6. Out of the three charges framed against the appellant, charge Nos.1 and 3 relate to the occurrence on 26.09.2004 and charge No.2 relates to the occurrence on 27.09.2004. In respect of the possession of illicit arrack and also sale of a tumbler full of illicit arrack to P.W.1, the prosecution relies only on the evidence of P.W.1. The learned Government Advocate [criminal side] would, however, submit that apart from the evidence of P.W.1, there are evidences of P.W.2 and P.W.3 Doctor to corroborate. But, the learned counsel for the appellant would submit that the evidence of P.W.1 is highly unreliable. Further, the evidence of P.Ws.2 and 3 would not go to corroborate the evidence of P.W.1 in any manner. He would further point out that the fact that P.W.1 declined to go for blood and urine test would go to show that he has not come forward with the true version. Therefore, according to the learned counsel, the appellant is entitled for acquittal.
7. I have considered the above rival submissions.
8. At the out set I have to state that though P.W.1 has been cited as an independent witness, he is in no better place than of an accomplice. It is not necessary that to treat a person as an accomplice, he should have been arrayed as an accused originally and then pardon should have been extended to him under Section 309 of Cr.P.C. In this regard, we may refer to the judgement of the Hon'ble Supreme Curt in Bhiva Doulu Patil v.

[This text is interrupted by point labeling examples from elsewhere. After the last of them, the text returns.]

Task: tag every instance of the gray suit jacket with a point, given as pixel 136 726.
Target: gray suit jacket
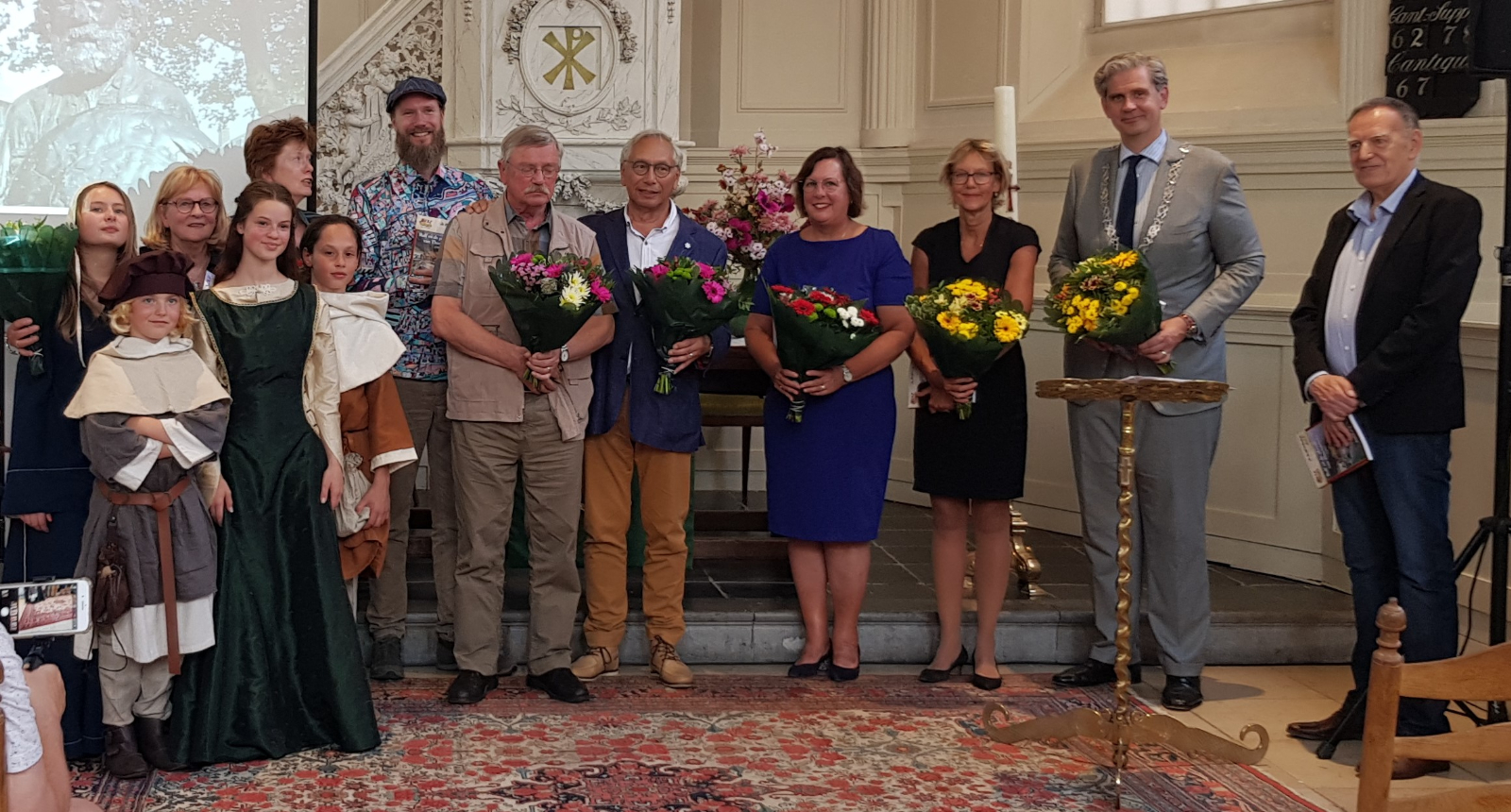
pixel 1206 257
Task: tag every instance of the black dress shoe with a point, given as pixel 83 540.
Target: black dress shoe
pixel 559 684
pixel 1182 693
pixel 1337 725
pixel 151 741
pixel 1095 672
pixel 941 675
pixel 470 687
pixel 803 670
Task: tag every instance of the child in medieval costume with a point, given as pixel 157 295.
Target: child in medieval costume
pixel 375 435
pixel 153 415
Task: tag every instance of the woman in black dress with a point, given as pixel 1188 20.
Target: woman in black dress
pixel 972 468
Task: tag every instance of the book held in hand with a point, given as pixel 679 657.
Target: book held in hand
pixel 1330 464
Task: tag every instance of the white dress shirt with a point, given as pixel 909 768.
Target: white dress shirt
pixel 646 251
pixel 1350 275
pixel 1147 168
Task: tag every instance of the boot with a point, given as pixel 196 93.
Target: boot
pixel 150 736
pixel 121 756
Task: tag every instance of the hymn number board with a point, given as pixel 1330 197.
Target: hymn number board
pixel 1428 59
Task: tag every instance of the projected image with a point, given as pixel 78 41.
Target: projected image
pixel 123 90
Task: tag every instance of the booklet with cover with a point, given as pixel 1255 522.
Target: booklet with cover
pixel 1330 464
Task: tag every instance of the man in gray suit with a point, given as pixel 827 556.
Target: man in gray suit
pixel 1180 206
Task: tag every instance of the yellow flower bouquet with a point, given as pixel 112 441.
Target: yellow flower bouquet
pixel 1110 297
pixel 967 325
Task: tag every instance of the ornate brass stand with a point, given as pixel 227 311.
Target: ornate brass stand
pixel 1025 565
pixel 1125 726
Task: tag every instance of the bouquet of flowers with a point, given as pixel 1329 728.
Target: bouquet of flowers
pixel 967 325
pixel 1110 297
pixel 551 296
pixel 818 328
pixel 756 210
pixel 684 299
pixel 37 262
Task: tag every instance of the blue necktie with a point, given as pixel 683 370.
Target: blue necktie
pixel 1128 201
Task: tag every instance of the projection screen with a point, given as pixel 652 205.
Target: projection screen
pixel 125 90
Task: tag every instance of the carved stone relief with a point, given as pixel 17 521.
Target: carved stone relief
pixel 355 141
pixel 593 71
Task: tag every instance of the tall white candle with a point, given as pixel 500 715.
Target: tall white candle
pixel 1005 113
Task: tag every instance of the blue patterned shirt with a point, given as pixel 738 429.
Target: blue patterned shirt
pixel 385 209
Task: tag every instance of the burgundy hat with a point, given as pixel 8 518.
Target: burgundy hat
pixel 161 272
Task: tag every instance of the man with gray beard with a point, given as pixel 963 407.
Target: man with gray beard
pixel 402 216
pixel 106 116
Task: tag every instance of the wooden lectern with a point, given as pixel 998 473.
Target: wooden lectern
pixel 1123 726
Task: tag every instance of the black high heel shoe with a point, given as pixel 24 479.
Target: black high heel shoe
pixel 840 673
pixel 941 675
pixel 803 670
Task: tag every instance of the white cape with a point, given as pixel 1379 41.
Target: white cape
pixel 366 346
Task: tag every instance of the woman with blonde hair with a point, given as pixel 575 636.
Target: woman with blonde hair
pixel 47 484
pixel 972 468
pixel 189 217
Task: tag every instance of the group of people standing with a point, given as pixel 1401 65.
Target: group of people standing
pixel 348 347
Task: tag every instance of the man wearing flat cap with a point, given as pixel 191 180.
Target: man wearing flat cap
pixel 402 214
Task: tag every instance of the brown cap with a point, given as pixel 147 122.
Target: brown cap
pixel 161 272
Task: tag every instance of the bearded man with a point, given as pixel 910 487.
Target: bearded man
pixel 402 214
pixel 106 116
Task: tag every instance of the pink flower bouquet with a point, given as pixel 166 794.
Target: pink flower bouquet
pixel 551 296
pixel 684 299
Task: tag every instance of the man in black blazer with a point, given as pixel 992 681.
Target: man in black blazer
pixel 1377 340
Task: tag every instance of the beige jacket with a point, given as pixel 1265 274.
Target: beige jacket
pixel 483 391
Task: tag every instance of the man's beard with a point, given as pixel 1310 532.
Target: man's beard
pixel 423 159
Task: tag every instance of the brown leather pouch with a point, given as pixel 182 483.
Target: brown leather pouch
pixel 110 597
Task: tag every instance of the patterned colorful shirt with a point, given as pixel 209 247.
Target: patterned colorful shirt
pixel 385 209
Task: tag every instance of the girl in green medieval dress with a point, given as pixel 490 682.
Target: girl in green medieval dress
pixel 286 672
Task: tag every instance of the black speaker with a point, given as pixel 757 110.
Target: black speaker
pixel 1492 52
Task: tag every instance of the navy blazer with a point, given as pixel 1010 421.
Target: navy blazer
pixel 671 421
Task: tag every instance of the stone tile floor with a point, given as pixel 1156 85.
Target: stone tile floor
pixel 748 572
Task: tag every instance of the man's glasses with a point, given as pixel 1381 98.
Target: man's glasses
pixel 662 169
pixel 209 207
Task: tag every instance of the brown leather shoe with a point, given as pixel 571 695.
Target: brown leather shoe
pixel 669 666
pixel 1322 729
pixel 599 661
pixel 1415 769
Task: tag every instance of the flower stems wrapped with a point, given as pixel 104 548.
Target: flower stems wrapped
pixel 551 296
pixel 967 327
pixel 684 297
pixel 37 262
pixel 1110 297
pixel 816 330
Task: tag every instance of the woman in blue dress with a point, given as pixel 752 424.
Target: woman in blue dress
pixel 827 476
pixel 47 483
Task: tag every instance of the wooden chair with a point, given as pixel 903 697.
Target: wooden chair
pixel 1478 676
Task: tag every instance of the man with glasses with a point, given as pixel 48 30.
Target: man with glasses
pixel 516 414
pixel 402 214
pixel 632 431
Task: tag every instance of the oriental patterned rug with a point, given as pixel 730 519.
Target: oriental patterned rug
pixel 732 744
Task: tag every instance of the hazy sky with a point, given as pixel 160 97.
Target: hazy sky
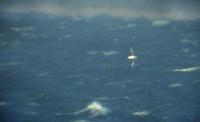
pixel 152 9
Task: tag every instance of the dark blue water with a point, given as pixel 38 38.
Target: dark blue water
pixel 50 66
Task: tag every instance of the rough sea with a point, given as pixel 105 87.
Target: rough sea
pixel 53 68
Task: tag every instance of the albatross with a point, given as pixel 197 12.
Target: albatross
pixel 132 57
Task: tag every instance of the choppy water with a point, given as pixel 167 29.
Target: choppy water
pixel 50 67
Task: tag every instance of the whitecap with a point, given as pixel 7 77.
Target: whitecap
pixel 160 22
pixel 94 109
pixel 4 103
pixel 189 69
pixel 141 113
pixel 92 53
pixel 175 85
pixel 109 53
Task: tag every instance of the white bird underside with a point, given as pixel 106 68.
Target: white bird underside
pixel 132 57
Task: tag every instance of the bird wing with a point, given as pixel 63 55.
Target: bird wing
pixel 132 63
pixel 131 50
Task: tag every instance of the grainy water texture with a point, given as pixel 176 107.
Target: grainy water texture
pixel 71 69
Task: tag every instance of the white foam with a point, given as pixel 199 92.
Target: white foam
pixel 109 53
pixel 17 29
pixel 175 85
pixel 141 113
pixel 94 109
pixel 92 53
pixel 10 64
pixel 185 40
pixel 189 69
pixel 80 121
pixel 105 53
pixel 4 103
pixel 160 22
pixel 67 36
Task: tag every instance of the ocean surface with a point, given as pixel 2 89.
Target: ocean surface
pixel 51 68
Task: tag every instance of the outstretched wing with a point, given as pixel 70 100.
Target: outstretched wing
pixel 132 63
pixel 131 50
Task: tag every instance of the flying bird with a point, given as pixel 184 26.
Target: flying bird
pixel 132 57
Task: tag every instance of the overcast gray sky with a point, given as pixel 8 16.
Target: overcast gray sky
pixel 152 9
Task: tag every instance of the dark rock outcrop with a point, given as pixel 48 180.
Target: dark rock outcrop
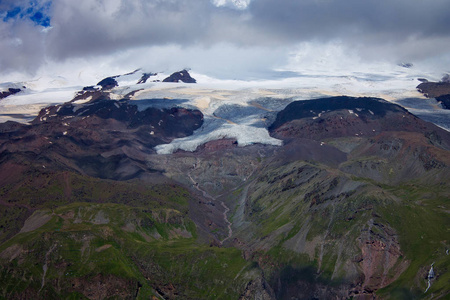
pixel 145 77
pixel 102 138
pixel 183 76
pixel 108 83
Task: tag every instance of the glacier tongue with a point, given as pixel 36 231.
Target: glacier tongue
pixel 244 134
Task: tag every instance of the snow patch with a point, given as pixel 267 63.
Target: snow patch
pixel 245 135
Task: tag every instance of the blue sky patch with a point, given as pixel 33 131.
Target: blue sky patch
pixel 33 12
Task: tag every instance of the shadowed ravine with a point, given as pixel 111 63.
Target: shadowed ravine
pixel 214 199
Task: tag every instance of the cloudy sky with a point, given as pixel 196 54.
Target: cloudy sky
pixel 222 38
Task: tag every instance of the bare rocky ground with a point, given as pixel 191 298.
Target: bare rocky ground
pixel 353 205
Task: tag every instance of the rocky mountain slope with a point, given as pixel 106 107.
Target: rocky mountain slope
pixel 353 204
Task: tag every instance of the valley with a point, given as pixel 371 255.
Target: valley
pixel 351 201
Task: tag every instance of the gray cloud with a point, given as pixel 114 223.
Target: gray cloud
pixel 397 29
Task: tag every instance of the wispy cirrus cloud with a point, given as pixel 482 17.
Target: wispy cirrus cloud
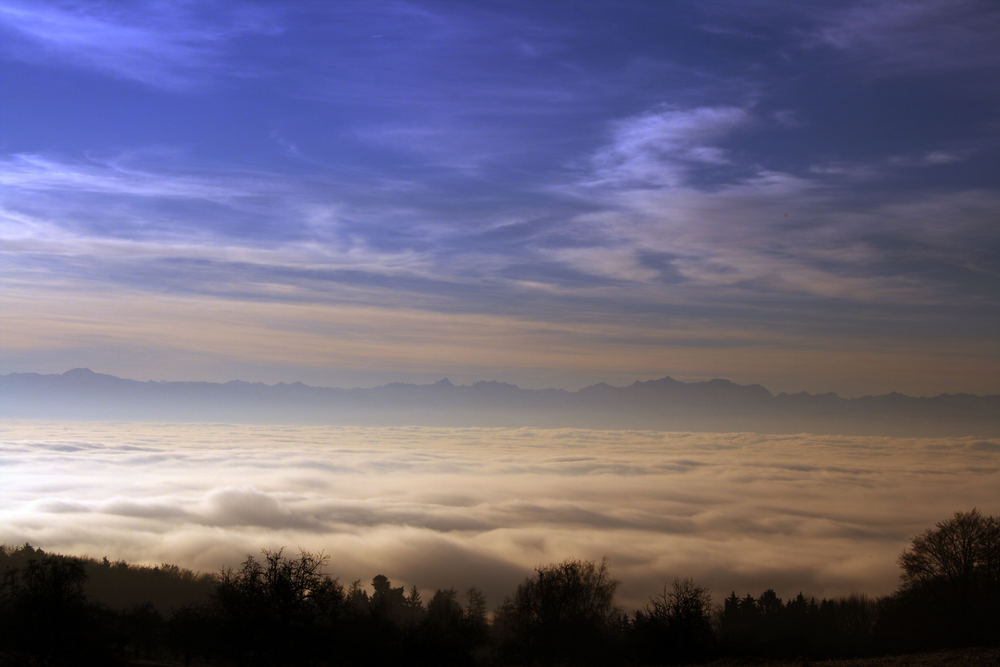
pixel 920 36
pixel 165 45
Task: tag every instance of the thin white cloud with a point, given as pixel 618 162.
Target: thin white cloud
pixel 918 36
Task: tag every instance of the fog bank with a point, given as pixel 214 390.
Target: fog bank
pixel 482 506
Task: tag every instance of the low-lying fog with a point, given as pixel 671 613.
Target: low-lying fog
pixel 482 506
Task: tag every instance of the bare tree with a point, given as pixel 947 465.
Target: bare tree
pixel 962 551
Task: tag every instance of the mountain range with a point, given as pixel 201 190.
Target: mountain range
pixel 713 405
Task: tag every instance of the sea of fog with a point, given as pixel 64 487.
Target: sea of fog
pixel 459 507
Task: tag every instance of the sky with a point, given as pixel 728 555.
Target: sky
pixel 804 195
pixel 454 508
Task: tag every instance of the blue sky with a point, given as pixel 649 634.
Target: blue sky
pixel 551 194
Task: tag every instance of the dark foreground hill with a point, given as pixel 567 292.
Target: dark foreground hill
pixel 280 610
pixel 715 405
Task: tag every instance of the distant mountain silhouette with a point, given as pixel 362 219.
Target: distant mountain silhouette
pixel 714 405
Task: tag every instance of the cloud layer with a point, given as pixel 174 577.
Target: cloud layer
pixel 460 507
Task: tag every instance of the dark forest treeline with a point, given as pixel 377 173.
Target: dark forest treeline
pixel 282 610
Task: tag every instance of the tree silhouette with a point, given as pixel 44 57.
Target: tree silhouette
pixel 278 610
pixel 962 550
pixel 562 615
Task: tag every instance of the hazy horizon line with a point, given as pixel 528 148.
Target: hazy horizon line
pixel 444 379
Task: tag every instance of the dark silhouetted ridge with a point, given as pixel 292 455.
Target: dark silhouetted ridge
pixel 665 403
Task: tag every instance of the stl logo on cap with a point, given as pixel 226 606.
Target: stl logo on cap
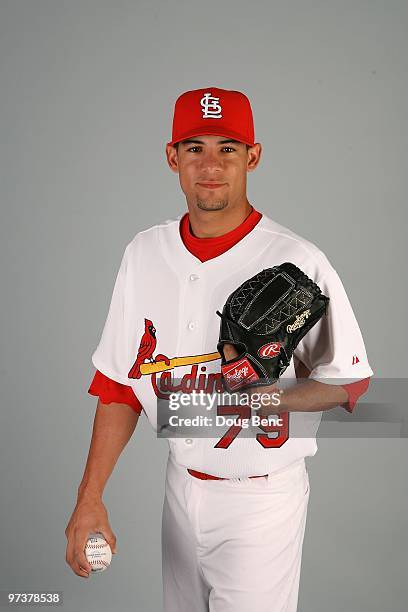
pixel 211 107
pixel 214 111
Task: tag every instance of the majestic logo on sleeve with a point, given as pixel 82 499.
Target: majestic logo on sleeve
pixel 210 106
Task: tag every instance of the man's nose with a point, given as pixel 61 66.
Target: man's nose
pixel 211 161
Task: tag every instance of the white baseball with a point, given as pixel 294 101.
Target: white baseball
pixel 98 552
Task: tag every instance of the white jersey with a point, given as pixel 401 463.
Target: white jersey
pixel 160 281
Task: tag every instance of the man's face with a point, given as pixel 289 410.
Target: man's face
pixel 213 169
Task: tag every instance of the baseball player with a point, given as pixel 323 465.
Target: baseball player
pixel 235 506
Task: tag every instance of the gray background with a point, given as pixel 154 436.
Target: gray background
pixel 87 94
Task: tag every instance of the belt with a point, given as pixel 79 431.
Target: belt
pixel 204 476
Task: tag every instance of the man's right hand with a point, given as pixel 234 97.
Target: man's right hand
pixel 89 516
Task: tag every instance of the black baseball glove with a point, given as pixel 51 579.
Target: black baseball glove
pixel 265 319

State of Maharashtra, AIR 1963 SC 599 wherein the Hon'ble Supreme Court in paragraph 9 has held as follows:-
"7. The combined effect of Ss. 133 and 114, illustration (b) may be stated as follows : According to the former, which is a rule of law, an accomplice is competent to give evidence and according to the latter which is a rule of practice it is almost always unsafe to convict upon his testimony alone. Therefore though the conviction of an accused on the testimony of an accomplice cannot be said to be illegal yet the Courts will, as a matter of practice, not accept the evidence of such a witness without corroboration in material particulars. The law may be stated in the words of Lord Reading C.J. in R. v. Baskerville 1962-2 KB 658 as follows:-
"There is no doubt that the uncorroborated evidence of an accomplice is admissible in law [R. v. James Attwood, (1787) 1 Leach 464]. But it has been long a rule of practice at common law for the judge to warn the jury of the danger of convicting a prisoner on the uncorroborated testimony of an accomplice, and in the discretion of the Judge, to advise them not to convict upon such evidence, but the judge should point out to the jury that it is within their legal province to convict upon such unconfirmed evidence [R. v. Stubbs, (1855) Dears C C 555; in re, Meunier, 1894-2 Q.B. 415]"
We, therefore, allow this appeal, set aside the order of conviction and direct that the appellant be released forthwith."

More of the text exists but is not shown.